The Fall of the House of Usher, Miniseries, 2023
Siblings Roderick (Bruce Greenwood) and Madeline (Mary McDonnell) are the heads of the sprawling Usher empire---a pharmaceutical company that wields immense power and seems to always elude justice for their many criminal and immoral acts. But things take a dark turn for the family as Roderick’s children begin dying in gruesome and mysterious ways. Present at all of the deaths is a strange woman (Carla Gugino), who has a connection to the Ushers’ early history.
Horrifying and humorous in turn, this is a fun interpretation of many of Edgar Allan Poe’s famous works.
I have often had a mixed reaction to movies and shows that try to take classic stories and give them an incredibly modern spin (“It’s
Hamlet, but at a tech startup company!”). To often there’s minimal creativity involved as the only spark comes from seeing how all of the elements are updated.
In the case of this miniseries, however, the framing story---the true history of Roderick and Madeline Usher---is very compelling, and the cast of characters are very enjoyable.
Greenwood and McDonnell are strong leads, both of them playing characters who have clearly weathered many storms and who always have their eye on the big picture. But the absolute anchor of this series is Gugino, a character whose exact nature remains elusive, but she is by turns eerie, sarcastic, seductive, and vengeful. The character, sometimes called Verna, doesn’t fall into any shallow “devil as a woman” tropes. She has a point of view on the people whose deaths seem to be very much her business, and she manages the neat trick of being a character who is scary and who I found myself rooting for.

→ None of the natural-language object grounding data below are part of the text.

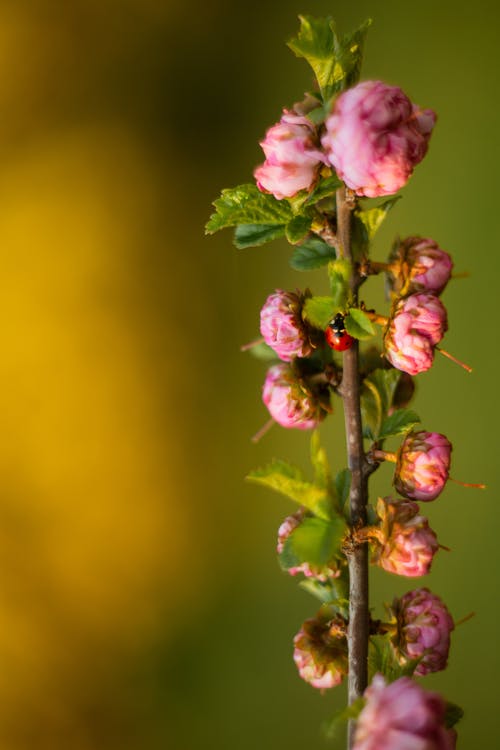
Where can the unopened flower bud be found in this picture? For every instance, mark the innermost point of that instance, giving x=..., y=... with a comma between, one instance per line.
x=404, y=543
x=423, y=630
x=320, y=573
x=291, y=402
x=375, y=137
x=423, y=465
x=293, y=158
x=282, y=326
x=420, y=266
x=402, y=715
x=417, y=324
x=320, y=652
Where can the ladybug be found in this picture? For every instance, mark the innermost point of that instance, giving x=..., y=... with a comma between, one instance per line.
x=337, y=336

And boy is it easy to root for Verna the more we get to know the Ushers. They are all, save sweet granddaughter Lenore (Kyliegh Curran), monsters, so crippled by never having faced real challenges that they think that the use and abuse of the people around them is just the way of nature. Perry (Sauriyan Sapkota) is the worst kind of rich kid who fancies himself a business genius with his idea of exclusive sex parties. Vic (T’Nia Miller) wants to be famous for developing a new heart mesh, and is willing to kill, mutilate, and torment an endless supply of chimps to put her name on the map. Tamerlane (Samantha Sloyan) is a wellness guru wannabe, who is so allergic to real intimacy that she can only get off watching her husband role-play with sex workers. Leo (Rahul Kohli) is a drug addict who “creates” video games and cheats on his sweet boyfriend. Camille (Kate Siegel) is a PR guru who wouldn’t know a genuine emotion if it kicked her in the butt, and she gleefully exploits in every way possible the two young interns who work for her. Oldest son Frederick (Henry Thomas) has a dopey mannerism that masks a deep and unsettling cruelty when he feels betrayed.

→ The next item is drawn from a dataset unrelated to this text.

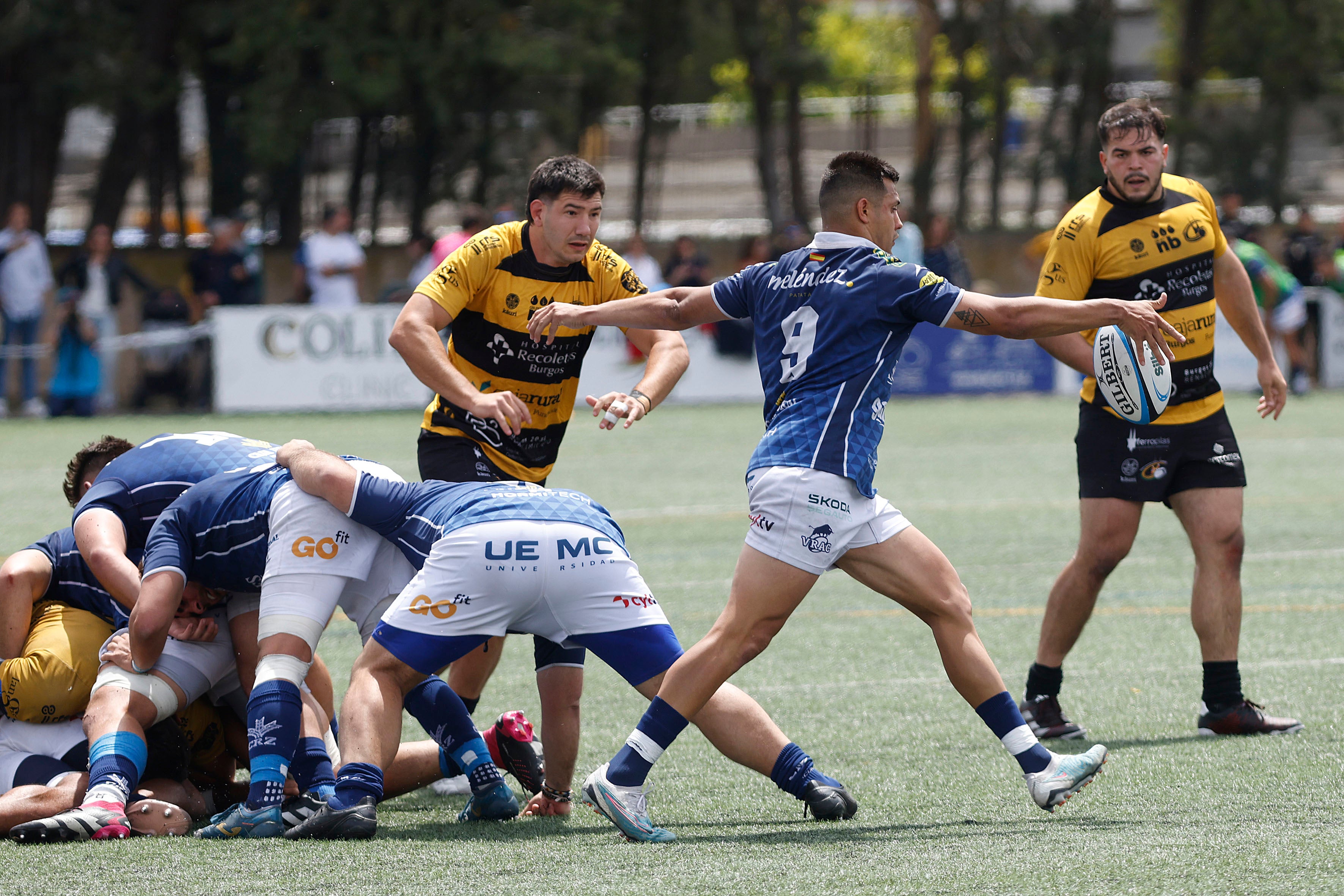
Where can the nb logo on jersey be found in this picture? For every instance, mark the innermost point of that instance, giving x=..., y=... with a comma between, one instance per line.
x=327, y=549
x=423, y=605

The portrayal of all of the Ushers shows us just how normal they find it to use anyone or anything they want in order to satisfy their desires. There’s a common thread of not just a lot of debauchery, drug use, consumerism, but specifically of exploiting those who are powerless. They cling to bribery and non-disclosure agreements, caring only about their public image and not a single bit about the countless number of people they have harmed.
Overall I liked the re-imaginings of the different Poe stories/poems. It doesn’t try to get too cute with it, and wisely lets some of the sequences be more nods to the originals than blow-by-blow revamping. I liked that there are little details that might stick out to you if you know the original stories, but they are also compelling enough scenarios to make an impression. While the Ushers are figures of comedy in many sequences (“Well I can’t have them coming over to my place.” “Oh, right, because of all the hookers”), they have a deeply cruel streak that shows itself more and more as the series goes on. They might be buffoons, but they are the worst kind of buffoons: buffoons with money and power and endless resources. Buffoons who can do something truly terrible to another person, place a phone call, and have the police report torn up or “lost”.
I also enjoyed the way that the series is framed. A prosecutor named Dupin (Carl Lumbly) meets Roderick in the crumbling home where Roderick and Madeline grew up. Under the pretense of a confession, Roderick tells Dupin of the family’s recent misfortunes.
I also must devote a short paragraph to Ruth Codd, who plays Juno, Roderick’s most recent wife. Juno is a character who feels like a throwaway at first. Just someone to be around to remind us that Roderick likes to sleep around. But Codd’s snappy line delivery makes an impression, and later in the series Juno becomes a more significant character. She takes a tremendous daily dose of one of Roderick’s medication which is notorious for causing addiction and deaths, and so she symbolically is a defense to what Roderick and his family have been accused of. I found Codd incredibly charming and I was delighted any time she was included in a scene.
Generally I thought that this series was a lot of fun, and I appreciated that it stuck the landing.